Start writing your queries!! Here are a few from the dashboard above that I created:
All current and pending requests for the past hour
1
2
3
4
5
6
InsightsMetrics
| where TimeGenerated > ago(1h)
| where Namespace == "prometheus"
| where Name in ("app_requests_current", "app_requests_pending")
| summarize Total = sum(Val) by TimeGenerated, Name
| sort by TimeGenerated asc, Name asc
Count of app health signals for the past hour
1
2
3
4
5
6
InsightsMetrics
| where TimeGenerated between (_startTime .. _endTime)
| where Namespace == "prometheus"
| where Name == "app_health"
| where Val == 0
| summarize Count = count()
Application uptime
1
2
3
4
5
6
InsightsMetrics
| where Namespace == "prometheus"
| where Name == "app_uptime"
| summarize MinUptime = min(Val) by TimeGenerated
| top 1 by TimeGenerated desc
| project MinUptime
Memory consumption
1
2
3
4
5
6
InsightsMetrics
| where TimeGenerated > ago(1h)
| where Namespace == "prometheus"
| where Name == "process_virtual_memory_bytes"

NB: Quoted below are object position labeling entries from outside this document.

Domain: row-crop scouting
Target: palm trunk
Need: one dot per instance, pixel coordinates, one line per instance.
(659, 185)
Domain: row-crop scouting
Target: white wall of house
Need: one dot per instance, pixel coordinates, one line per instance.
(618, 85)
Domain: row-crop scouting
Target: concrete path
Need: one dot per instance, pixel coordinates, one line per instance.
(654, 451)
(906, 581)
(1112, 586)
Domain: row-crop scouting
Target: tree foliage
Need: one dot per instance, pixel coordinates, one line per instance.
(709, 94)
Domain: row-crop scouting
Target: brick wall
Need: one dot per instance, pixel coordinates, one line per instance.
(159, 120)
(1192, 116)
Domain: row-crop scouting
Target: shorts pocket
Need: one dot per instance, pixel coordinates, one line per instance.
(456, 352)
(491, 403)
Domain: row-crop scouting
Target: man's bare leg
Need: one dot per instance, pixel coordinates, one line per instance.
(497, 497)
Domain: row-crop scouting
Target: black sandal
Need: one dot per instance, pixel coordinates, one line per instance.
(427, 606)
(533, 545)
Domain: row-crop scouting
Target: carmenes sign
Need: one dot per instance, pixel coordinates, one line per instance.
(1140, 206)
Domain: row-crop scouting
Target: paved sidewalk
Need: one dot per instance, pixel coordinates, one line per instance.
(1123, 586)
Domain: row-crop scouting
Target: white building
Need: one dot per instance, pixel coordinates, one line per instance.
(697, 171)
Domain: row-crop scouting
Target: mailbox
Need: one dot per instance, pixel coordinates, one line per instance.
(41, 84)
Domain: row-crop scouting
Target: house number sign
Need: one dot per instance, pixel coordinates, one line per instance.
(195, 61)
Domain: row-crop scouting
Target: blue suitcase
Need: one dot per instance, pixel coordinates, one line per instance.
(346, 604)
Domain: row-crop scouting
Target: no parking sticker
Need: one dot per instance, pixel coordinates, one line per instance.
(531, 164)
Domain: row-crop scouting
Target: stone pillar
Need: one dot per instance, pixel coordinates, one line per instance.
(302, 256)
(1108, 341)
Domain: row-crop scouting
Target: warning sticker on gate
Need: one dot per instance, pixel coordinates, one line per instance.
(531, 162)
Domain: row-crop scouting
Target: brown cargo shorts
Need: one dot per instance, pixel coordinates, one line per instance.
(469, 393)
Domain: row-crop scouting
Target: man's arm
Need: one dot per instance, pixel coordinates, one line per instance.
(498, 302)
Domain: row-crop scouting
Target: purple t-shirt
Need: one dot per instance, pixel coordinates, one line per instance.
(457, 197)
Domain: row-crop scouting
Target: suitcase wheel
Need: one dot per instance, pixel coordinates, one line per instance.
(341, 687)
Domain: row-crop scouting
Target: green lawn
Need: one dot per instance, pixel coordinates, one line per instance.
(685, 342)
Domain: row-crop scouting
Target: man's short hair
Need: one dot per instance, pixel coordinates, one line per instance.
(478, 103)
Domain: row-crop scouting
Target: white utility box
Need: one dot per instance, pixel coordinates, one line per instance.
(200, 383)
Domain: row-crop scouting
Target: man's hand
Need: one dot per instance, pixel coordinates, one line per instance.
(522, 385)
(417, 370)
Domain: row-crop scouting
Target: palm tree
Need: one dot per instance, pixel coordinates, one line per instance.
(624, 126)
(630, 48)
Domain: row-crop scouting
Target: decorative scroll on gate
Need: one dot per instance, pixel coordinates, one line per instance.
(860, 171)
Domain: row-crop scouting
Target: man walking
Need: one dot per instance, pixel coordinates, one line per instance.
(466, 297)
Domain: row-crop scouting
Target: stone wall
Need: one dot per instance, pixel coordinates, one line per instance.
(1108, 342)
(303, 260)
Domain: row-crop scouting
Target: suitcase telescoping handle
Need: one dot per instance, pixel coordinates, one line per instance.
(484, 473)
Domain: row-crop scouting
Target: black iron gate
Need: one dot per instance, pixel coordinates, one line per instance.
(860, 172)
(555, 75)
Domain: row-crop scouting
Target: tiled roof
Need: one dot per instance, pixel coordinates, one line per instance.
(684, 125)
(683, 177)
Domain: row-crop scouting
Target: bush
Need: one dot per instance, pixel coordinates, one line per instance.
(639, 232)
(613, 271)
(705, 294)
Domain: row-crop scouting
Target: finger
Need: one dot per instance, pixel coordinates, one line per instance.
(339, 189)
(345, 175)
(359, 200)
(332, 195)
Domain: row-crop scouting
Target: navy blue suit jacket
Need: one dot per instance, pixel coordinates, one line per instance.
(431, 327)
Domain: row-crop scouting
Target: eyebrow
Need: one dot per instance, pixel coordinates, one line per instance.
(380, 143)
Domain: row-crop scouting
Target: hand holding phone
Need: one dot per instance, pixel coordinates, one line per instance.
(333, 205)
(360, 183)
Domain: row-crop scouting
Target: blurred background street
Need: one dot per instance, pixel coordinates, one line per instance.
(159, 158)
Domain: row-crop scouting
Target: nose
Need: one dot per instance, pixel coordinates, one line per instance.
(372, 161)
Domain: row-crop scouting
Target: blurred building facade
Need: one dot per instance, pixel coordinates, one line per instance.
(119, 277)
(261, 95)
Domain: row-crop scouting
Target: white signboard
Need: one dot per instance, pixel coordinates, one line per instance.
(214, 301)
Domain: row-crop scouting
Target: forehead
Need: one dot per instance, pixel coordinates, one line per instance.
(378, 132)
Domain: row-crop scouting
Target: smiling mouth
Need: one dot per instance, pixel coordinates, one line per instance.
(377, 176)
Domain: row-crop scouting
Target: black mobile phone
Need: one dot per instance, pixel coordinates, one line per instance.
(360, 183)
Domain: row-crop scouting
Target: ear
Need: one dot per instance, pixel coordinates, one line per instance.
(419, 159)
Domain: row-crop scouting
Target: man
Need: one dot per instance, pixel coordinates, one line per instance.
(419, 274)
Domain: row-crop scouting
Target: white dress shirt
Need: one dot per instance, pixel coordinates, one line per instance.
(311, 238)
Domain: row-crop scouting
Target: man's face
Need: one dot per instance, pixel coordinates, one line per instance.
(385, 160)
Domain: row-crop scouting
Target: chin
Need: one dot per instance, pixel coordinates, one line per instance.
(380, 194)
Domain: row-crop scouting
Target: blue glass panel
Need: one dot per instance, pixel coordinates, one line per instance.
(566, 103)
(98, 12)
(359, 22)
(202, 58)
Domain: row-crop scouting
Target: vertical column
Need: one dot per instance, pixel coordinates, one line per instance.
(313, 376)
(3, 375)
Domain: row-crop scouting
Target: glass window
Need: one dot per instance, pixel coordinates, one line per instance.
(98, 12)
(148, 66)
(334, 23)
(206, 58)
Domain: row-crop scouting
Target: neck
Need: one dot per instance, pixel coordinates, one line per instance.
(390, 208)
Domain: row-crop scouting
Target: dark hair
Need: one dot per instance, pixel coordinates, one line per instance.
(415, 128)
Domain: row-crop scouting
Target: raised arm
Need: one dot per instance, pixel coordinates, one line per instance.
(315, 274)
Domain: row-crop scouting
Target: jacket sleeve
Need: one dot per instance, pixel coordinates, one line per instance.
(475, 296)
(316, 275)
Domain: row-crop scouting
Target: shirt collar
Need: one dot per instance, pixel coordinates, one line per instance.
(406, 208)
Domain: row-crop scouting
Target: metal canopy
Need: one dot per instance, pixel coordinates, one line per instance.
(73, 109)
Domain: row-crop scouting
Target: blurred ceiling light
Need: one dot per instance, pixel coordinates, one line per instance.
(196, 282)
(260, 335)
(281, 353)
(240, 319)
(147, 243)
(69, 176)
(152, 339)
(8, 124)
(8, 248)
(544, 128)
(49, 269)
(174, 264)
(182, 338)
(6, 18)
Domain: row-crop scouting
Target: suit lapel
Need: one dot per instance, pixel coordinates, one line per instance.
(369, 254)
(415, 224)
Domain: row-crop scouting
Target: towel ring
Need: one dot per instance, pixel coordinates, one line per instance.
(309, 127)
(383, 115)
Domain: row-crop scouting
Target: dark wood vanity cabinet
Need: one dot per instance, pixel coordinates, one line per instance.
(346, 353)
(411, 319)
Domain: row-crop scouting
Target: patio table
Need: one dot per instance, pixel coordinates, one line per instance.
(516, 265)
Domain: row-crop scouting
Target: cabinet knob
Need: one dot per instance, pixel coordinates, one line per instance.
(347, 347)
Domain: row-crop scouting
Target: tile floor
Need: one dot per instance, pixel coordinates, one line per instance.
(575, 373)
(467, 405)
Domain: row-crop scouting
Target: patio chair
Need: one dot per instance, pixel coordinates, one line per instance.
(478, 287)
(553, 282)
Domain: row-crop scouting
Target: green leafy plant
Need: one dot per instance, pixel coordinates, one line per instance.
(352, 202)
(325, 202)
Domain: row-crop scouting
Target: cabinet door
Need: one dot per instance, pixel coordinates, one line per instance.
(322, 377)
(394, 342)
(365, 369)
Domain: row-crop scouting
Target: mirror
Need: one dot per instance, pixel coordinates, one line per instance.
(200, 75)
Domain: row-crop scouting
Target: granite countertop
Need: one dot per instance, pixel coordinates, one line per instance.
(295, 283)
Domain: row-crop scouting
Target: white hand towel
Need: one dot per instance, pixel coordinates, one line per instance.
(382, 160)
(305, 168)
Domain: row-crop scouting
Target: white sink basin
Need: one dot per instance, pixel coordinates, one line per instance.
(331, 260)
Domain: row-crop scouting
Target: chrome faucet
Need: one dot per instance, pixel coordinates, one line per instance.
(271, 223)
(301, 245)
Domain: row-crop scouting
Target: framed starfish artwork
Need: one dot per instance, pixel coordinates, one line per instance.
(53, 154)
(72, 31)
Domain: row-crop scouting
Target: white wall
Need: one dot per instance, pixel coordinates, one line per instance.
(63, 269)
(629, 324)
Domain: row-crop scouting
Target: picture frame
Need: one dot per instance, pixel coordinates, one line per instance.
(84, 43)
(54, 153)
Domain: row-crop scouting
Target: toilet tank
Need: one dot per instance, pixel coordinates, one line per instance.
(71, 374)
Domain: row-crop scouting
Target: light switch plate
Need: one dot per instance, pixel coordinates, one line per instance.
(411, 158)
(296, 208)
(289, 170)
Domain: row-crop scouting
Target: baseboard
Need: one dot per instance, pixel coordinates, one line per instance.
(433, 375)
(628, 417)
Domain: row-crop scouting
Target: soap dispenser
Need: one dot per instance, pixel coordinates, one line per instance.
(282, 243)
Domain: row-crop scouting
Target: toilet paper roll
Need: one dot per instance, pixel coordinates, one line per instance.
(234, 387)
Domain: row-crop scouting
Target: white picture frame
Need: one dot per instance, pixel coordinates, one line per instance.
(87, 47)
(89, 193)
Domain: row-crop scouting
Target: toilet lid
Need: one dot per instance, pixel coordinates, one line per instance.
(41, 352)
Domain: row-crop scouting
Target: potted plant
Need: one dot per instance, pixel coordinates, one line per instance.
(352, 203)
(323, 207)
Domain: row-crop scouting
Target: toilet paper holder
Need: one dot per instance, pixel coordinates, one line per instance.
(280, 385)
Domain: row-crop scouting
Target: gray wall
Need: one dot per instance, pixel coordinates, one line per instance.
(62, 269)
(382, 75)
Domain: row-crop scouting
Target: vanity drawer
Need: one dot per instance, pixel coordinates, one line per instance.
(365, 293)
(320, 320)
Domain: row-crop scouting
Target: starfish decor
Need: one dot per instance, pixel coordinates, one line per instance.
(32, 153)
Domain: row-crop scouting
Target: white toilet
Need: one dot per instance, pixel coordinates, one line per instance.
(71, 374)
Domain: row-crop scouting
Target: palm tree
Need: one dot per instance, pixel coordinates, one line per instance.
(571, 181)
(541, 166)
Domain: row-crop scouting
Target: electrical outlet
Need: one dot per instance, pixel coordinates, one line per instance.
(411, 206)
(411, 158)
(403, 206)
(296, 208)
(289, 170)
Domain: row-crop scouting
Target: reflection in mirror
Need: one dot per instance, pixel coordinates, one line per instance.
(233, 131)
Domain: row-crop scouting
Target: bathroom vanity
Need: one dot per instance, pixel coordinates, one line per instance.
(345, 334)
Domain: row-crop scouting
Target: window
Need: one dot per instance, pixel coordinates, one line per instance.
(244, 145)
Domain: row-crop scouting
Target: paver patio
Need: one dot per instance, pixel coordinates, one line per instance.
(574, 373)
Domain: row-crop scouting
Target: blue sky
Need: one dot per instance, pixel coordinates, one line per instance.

| summarize MaxMem = max(Val) by TimeGenerated
| sort by TimeGenerated asc
Note: These above queries work for my custom metrics that I defined, so you would have to create your queries for your particular custom metrics.
Summary
Metrics are a key component of production software, and AKS makes it an easy task to collect, analyze, and visualize your metrics in a meaningful way.